After its failed efforts to impose a low carbon fuel standard (LCFS) across the state during the last two legislative sessions, the Puget Sound Clean Air Agency (PSCAA) is now considering a LCFS that would only apply to King, Pierce, Snohomish and Kitsap counties. Some industry observers say the regional draft rule is intended to pressure state lawmakers into adopting a statewide LCFS program, however the agency’s own technical analysis estimating a $.22-$0.57 per gallon price increase by 2030 gives critics powerful ammunition against any potential legislative proposal.
As Association of Washington Business Government Affairs Director Mike Ennis sees it, the technical analysis vindicates warnings made about a LCFS bill introduced during this year’s legislative session based on a 2018 report about California’s LCFS by its nonpartisan Legislative Analyst’s Office (LAO). The LAO report concluded that the program had raised gas prices by $.13 and would likely raise them by $.46 by 2030.
The new analysis by PSCAA “validated everything we were saying,” Ennis said. “Wait until they have a hearing on the statewide version next session. We don’t have to use California’s numbers. We can use Puget Sound’s.”
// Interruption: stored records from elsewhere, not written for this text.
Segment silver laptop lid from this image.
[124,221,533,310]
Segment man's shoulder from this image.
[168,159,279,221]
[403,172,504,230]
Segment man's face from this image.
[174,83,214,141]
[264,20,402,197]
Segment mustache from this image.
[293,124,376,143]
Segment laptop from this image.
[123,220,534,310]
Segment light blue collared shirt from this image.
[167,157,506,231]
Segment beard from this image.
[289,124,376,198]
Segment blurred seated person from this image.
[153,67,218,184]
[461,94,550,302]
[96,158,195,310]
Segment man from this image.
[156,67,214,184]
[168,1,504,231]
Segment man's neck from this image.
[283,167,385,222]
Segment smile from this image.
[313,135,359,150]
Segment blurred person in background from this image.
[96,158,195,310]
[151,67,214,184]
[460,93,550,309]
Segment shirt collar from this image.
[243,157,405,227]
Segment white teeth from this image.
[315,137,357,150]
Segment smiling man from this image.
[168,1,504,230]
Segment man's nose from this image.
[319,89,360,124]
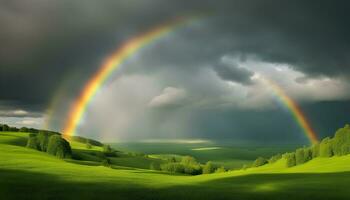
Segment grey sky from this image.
[0,0,350,142]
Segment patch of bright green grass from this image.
[0,134,350,200]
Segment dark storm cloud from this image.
[214,62,254,84]
[0,0,350,116]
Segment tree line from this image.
[252,124,350,167]
[0,124,60,134]
[157,156,226,175]
[27,131,72,159]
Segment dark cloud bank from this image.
[0,0,350,143]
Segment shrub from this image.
[311,143,320,158]
[215,166,226,173]
[2,124,10,131]
[102,158,112,167]
[252,157,268,167]
[332,124,350,156]
[160,162,185,173]
[320,137,333,157]
[86,141,92,149]
[202,161,215,174]
[19,127,28,132]
[47,135,72,158]
[269,153,282,163]
[26,133,40,150]
[37,131,49,151]
[295,148,305,165]
[282,153,296,167]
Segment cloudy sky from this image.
[0,0,350,143]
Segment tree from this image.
[282,152,296,167]
[26,133,40,150]
[19,127,28,133]
[86,140,92,149]
[295,148,305,165]
[332,124,350,156]
[215,166,226,173]
[37,131,49,151]
[320,137,333,157]
[269,153,282,163]
[252,157,268,167]
[102,158,112,167]
[181,156,198,165]
[103,144,112,153]
[304,147,312,162]
[47,135,72,158]
[202,161,215,174]
[311,143,320,158]
[2,124,10,131]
PSCAA’s draft rule is intended to reduce regional carbon emissions by 25 percent below 2016 levels and 50 percent below 1990 levels by 2030. The LCFS program sets up a system in which entities that provide fuel above the limit generate deficits and must purchase credits from clean fuel providers. The agency’s draft rule goal is more ambitious than California or Oregon’s LCFS programs, as well as the legislative proposal made this year.
Although the technical analysis concluded that the “precise impact on fuel prices is difficult to predict,” Ennis says the estimated gas price increase is “ridiculous” when compared to gas tax increases to pay for highway projects. Even if the LCFS program added just $.22 to the price of gas per gallon, that would be the equivalent of four “nickel funding” packages approved by the legislature in 2003 – though the package did include an increase in gross weight fees and sales tax on cars. The $.22 increase is almost twice as much as the $.12 gas tax increase used to fund the $16 billion Connecting Washington package approved in 2015.
That added fuel costs would “provide no additional transportation infrastructure,” Ennis said. “With the gas tax you’re actually getting a return on your investment.”
The higher fuel prices may make it harder for state lawmakers to approve another gas tax package for the state transportation system, which is already underfunded by $700 million annually for maintenance and repair. Earlier this year, Senate Transportation Committee Chair Steve Hobbs (D-44) proposed a 10-year transportation package that included a $.06 gas tax increase to help pay for fish barrier removal mandated by a U.S. Court.
Although the LCFS is intended to encourage clean fuel use, Washington Trucking Association President Sheri Call told Lens that it instead discourages new technology investments.
According to new research from the Diesel Technology Forum, near-zero-emissions diesel truck technologies now make up half the U.S. trucking fleet. Since 2007, the emission reductions as the result of this shift toward clean diesel trucks is equal to carbon emitted from all U.S. cars for 33 years. Yet, Casey Selecman with global information provider IHS Markit noted in an Oct. 22 webinar that West Coast states lag the rest of the country in adopting newer, clean fuel trucks.
“Maybe it’s regional economic policies and other things that are sort of limiting the new growth of trucks in those markets,” he said.
Call said that a LCFS would only undermine further use of this technology by creating “a whole layer of regulation. We’re on the cusp of availability for these technologies. We’re just not there yet for the heavy truck industry. Not only is there a lot of new technology in diesel fuel engines, but there is a lot of upcoming technologies for alternative fuels like electric or hydrogen.”
Washington Farm Bureau Associate Director of Government Relations Bre Elsey told Lens PSCAA’s proposal “amounts to willful negligence at this point. PSCAA’s policy is based on this premise that everyone will be switching over to an electric. But when was the last time you saw an electric tractor going down the field?”
As with the trucking industry, Elsey said the regulatory costs placed on farmers “prevent us from being a part of these new technologies. Farms are operating with little to no profit right now.”
She added the LCFS assumes industry members will adopt vehicle technology that doesn’t even exist yet. “They’ve given us a no-win situation. They presented us with a solution to go electric, which is impossible currently in our industry. That shows the profound disconnect between PSCAA and the industry around them.”
The public comment period for the draft rule is scheduled until Jan. 6. A public hearing is scheduled for Dec. 19 at the Washington State Convention Center. The agency will take action no sooner than Feb. 27.